“Lunedì 6 febbraio i lavoratori della Technicolor dello stabilimento di Via Tiburtina a Roma
si asterranno dal lavoro per 24 ore fino alle 6 di martedì 7 e
presidieranno i cancelli dalle 9,00 alle 18,00 per protestare contro i nuovi 87 licenziamenti che fanno seguito agli altri 55 eseguiti nello stesso stabilimento durante la scorsa estate”. Lo annuncia una nota della Slc Cgil di Roma e del Lazio e della Slc Cgil Roma Est.

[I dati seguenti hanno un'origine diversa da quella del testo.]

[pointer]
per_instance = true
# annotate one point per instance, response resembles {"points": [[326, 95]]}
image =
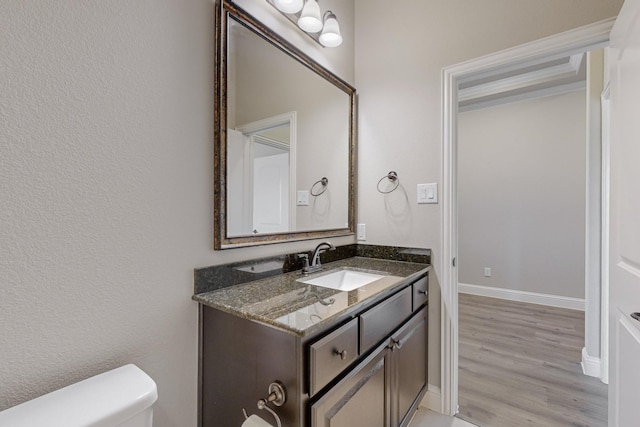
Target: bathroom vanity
{"points": [[352, 358]]}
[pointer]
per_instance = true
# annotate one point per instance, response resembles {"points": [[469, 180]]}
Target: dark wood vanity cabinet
{"points": [[383, 389], [367, 370]]}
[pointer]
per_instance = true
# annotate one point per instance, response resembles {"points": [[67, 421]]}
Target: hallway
{"points": [[520, 366]]}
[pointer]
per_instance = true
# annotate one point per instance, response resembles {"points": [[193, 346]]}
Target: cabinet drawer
{"points": [[332, 354], [420, 292], [377, 322]]}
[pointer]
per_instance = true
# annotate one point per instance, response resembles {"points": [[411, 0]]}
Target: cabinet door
{"points": [[409, 359], [361, 399]]}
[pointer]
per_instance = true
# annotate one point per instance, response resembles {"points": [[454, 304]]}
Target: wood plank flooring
{"points": [[519, 365]]}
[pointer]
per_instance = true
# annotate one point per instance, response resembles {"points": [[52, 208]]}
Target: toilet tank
{"points": [[122, 397]]}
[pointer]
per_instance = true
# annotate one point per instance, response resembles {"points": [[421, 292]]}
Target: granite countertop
{"points": [[300, 309]]}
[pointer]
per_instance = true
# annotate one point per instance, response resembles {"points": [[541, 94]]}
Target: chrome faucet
{"points": [[315, 258]]}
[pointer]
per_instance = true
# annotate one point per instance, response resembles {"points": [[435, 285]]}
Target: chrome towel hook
{"points": [[324, 182], [391, 176]]}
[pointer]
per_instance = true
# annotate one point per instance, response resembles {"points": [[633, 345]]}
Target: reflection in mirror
{"points": [[261, 176], [288, 122]]}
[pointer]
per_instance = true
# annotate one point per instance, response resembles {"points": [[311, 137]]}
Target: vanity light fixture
{"points": [[310, 20], [307, 16], [289, 6], [330, 36]]}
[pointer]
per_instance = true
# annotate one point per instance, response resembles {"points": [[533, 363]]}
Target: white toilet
{"points": [[123, 397]]}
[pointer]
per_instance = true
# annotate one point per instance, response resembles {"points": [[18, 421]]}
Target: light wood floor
{"points": [[519, 365]]}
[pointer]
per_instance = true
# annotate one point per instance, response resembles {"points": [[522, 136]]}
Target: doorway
{"points": [[565, 44]]}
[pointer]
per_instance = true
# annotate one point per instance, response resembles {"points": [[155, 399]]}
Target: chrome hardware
{"points": [[305, 263], [277, 395], [315, 258], [395, 344]]}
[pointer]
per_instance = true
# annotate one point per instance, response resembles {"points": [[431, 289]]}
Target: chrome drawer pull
{"points": [[342, 354]]}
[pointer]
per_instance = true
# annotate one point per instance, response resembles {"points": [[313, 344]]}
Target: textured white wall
{"points": [[521, 195], [106, 191], [401, 48]]}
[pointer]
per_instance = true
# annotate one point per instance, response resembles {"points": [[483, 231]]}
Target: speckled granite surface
{"points": [[284, 302], [222, 276]]}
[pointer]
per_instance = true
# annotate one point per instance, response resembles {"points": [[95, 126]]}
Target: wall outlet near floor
{"points": [[362, 232], [427, 193]]}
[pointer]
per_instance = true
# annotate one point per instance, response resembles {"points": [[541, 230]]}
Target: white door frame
{"points": [[570, 42], [290, 118]]}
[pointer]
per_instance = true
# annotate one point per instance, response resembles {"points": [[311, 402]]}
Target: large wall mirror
{"points": [[285, 139]]}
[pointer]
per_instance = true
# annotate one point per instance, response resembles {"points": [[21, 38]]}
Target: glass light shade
{"points": [[331, 36], [289, 6], [310, 20]]}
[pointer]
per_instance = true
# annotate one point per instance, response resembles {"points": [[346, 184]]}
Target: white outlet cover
{"points": [[362, 232], [427, 193]]}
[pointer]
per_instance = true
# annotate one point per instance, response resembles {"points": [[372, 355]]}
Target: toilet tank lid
{"points": [[106, 399]]}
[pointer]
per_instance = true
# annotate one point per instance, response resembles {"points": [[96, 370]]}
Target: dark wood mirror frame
{"points": [[226, 10]]}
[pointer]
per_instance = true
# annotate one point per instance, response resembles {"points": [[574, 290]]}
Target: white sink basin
{"points": [[343, 280]]}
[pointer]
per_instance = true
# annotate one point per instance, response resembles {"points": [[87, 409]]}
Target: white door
{"points": [[271, 194], [624, 358]]}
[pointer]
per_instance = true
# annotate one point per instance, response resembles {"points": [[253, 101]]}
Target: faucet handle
{"points": [[305, 260]]}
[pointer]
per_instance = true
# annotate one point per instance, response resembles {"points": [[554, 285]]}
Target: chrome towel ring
{"points": [[391, 176], [324, 182]]}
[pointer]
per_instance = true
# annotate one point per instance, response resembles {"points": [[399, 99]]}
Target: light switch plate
{"points": [[427, 193], [302, 198]]}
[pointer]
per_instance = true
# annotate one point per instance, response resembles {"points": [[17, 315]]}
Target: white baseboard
{"points": [[432, 399], [522, 296], [590, 365]]}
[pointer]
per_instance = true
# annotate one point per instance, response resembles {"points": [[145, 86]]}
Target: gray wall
{"points": [[521, 195]]}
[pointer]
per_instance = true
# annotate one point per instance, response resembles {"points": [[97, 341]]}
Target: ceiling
{"points": [[500, 86]]}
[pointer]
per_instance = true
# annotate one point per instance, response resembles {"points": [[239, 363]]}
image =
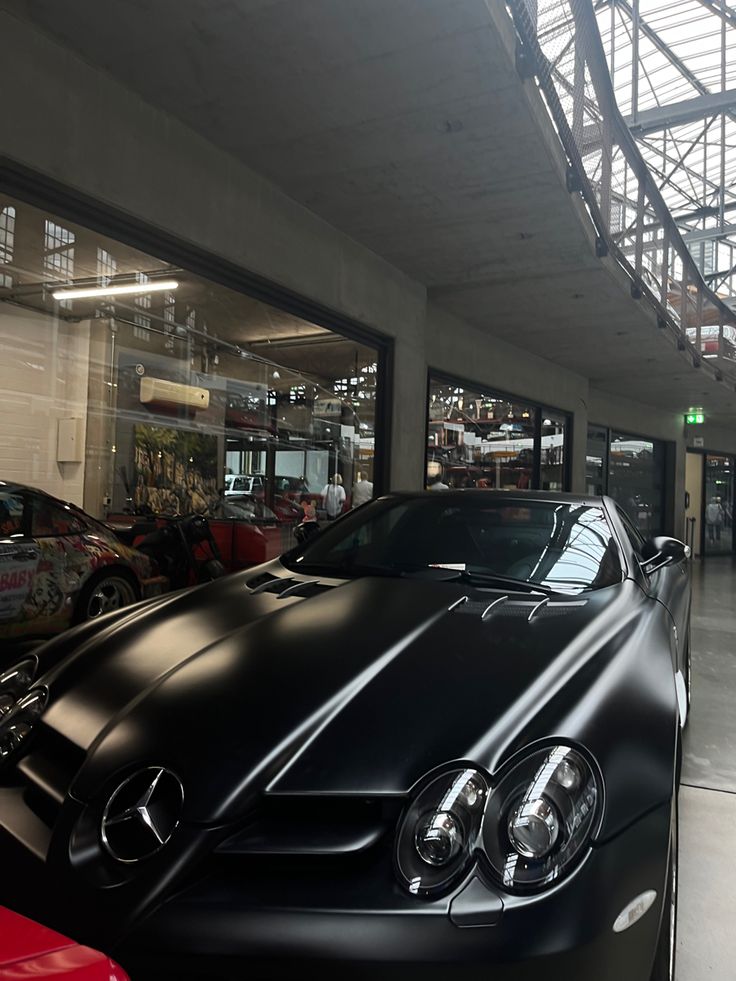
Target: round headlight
{"points": [[534, 828], [540, 818], [439, 838], [17, 724], [437, 835], [15, 681]]}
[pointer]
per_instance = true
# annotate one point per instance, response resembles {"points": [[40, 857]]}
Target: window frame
{"points": [[540, 408], [38, 190]]}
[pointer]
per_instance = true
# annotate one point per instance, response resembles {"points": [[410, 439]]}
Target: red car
{"points": [[59, 566], [248, 532], [29, 950]]}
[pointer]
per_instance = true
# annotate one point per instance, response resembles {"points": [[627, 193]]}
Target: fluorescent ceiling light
{"points": [[152, 287]]}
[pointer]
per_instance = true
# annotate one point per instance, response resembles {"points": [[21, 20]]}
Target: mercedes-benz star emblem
{"points": [[142, 814]]}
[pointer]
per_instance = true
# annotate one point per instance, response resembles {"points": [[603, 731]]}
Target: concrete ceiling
{"points": [[405, 124]]}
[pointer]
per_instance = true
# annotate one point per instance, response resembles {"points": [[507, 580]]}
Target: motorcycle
{"points": [[182, 547]]}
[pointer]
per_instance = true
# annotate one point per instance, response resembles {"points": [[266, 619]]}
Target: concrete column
{"points": [[578, 448], [408, 413]]}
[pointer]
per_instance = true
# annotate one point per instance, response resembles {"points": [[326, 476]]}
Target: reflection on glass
{"points": [[552, 467], [563, 547], [718, 504], [636, 480], [178, 392], [478, 439], [595, 460]]}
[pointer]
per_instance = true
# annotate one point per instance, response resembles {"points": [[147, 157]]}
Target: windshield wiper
{"points": [[491, 579]]}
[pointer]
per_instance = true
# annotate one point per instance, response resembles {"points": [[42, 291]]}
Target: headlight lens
{"points": [[540, 817], [17, 724], [437, 837], [15, 681]]}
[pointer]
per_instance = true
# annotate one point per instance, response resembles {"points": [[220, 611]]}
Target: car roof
{"points": [[559, 497], [15, 488]]}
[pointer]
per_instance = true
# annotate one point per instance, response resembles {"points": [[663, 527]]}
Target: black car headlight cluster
{"points": [[529, 828], [21, 704]]}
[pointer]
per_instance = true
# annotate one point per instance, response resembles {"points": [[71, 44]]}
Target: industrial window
{"points": [[483, 438]]}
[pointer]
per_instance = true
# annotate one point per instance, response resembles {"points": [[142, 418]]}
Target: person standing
{"points": [[362, 490], [714, 519], [333, 497]]}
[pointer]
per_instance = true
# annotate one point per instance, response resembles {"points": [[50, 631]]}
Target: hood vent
{"points": [[503, 607], [257, 582], [311, 587], [288, 586]]}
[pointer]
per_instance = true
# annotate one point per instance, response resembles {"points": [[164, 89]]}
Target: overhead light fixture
{"points": [[154, 286]]}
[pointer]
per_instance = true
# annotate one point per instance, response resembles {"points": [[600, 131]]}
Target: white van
{"points": [[243, 483]]}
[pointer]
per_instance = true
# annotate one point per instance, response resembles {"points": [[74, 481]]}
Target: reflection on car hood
{"points": [[361, 688]]}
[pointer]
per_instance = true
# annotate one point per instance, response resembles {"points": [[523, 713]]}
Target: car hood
{"points": [[356, 687]]}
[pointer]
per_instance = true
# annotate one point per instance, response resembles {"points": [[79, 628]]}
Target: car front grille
{"points": [[33, 791]]}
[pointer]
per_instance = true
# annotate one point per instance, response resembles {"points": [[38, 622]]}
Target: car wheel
{"points": [[664, 961], [104, 595]]}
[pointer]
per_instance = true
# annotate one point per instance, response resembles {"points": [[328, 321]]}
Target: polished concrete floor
{"points": [[707, 914]]}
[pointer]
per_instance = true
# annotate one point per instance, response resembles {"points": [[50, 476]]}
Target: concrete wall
{"points": [[43, 378], [454, 347], [154, 168]]}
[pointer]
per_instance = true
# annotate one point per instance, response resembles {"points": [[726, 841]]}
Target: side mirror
{"points": [[662, 551]]}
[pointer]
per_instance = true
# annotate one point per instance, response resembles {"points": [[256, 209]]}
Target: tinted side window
{"points": [[49, 519], [11, 514], [637, 542]]}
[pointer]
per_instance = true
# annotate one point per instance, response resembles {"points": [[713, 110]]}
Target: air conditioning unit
{"points": [[160, 391]]}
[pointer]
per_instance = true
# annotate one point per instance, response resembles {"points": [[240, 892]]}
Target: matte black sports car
{"points": [[439, 739]]}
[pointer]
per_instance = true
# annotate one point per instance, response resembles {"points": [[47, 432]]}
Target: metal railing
{"points": [[560, 45]]}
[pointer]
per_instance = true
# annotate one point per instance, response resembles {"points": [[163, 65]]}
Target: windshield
{"points": [[565, 547]]}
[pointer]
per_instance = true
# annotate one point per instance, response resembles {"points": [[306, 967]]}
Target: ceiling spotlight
{"points": [[131, 288]]}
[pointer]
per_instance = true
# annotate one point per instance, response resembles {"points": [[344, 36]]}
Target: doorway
{"points": [[718, 504], [694, 501]]}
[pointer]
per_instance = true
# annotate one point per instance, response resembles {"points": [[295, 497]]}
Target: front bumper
{"points": [[228, 925]]}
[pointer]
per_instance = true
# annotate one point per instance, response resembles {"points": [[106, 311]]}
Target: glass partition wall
{"points": [[632, 470], [480, 438], [152, 387]]}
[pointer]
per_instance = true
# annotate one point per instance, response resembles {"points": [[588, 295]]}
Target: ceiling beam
{"points": [[721, 10], [708, 234], [679, 113]]}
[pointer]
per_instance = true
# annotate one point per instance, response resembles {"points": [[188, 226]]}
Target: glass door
{"points": [[718, 504]]}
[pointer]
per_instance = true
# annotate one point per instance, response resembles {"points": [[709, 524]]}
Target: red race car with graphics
{"points": [[29, 950], [59, 566]]}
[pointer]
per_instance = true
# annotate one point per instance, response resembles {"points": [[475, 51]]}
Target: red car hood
{"points": [[29, 950]]}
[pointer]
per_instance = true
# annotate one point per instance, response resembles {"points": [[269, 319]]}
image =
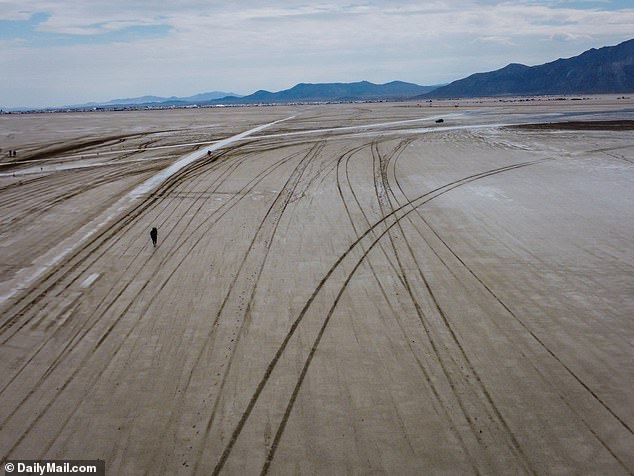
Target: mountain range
{"points": [[605, 70]]}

"La Technicolor, che continua ad essere azienda leader nella post produzione cinematografica in Italia e nel mondo - si legge nella nota -
ha deciso di abbandonare la pellicola fotoimpressa con largo anticipo sui tempi di declino del mercato. In coerenza con questa scelta strategica – prosegue la Slc - sopprime l’attività di sviluppo e stampa a Roma, Madrid e Londra facendo emigrare il lavoro, ma non i lavoratori, all’altra maggiore multinazionale del ramo, la De Luxe, secondo un mega-accordo di cartello globale che dovrà restare top secret”.
“Occorrerà tutta la capacità di mobilitazione di cui i lavoratori sono capaci per raggiungere una soluzione di basso impatto sociale della vertenza”, scrive ancora il sindacato. .
“Inoltre – conclude la nota - al fine di favorire la ricollocazione nei settori digitalizzati dell’azienda dei lavoratori dichiarati in esubero, o nelle aziende del settore o in altri settori del territorio,
sarà necessario che anche le istituzioni intervengano attuando rapidamente un attento monitoraggio del settore cineaudiovisivo e sviluppando un piano di gestione degli esuberi ad ampio raggio che metta in campo realmente risorse economiche e competenze specialistiche necessarie allo sviluppo delle politiche attive del lavoro rivolte ai lavoratori della Technicolor”.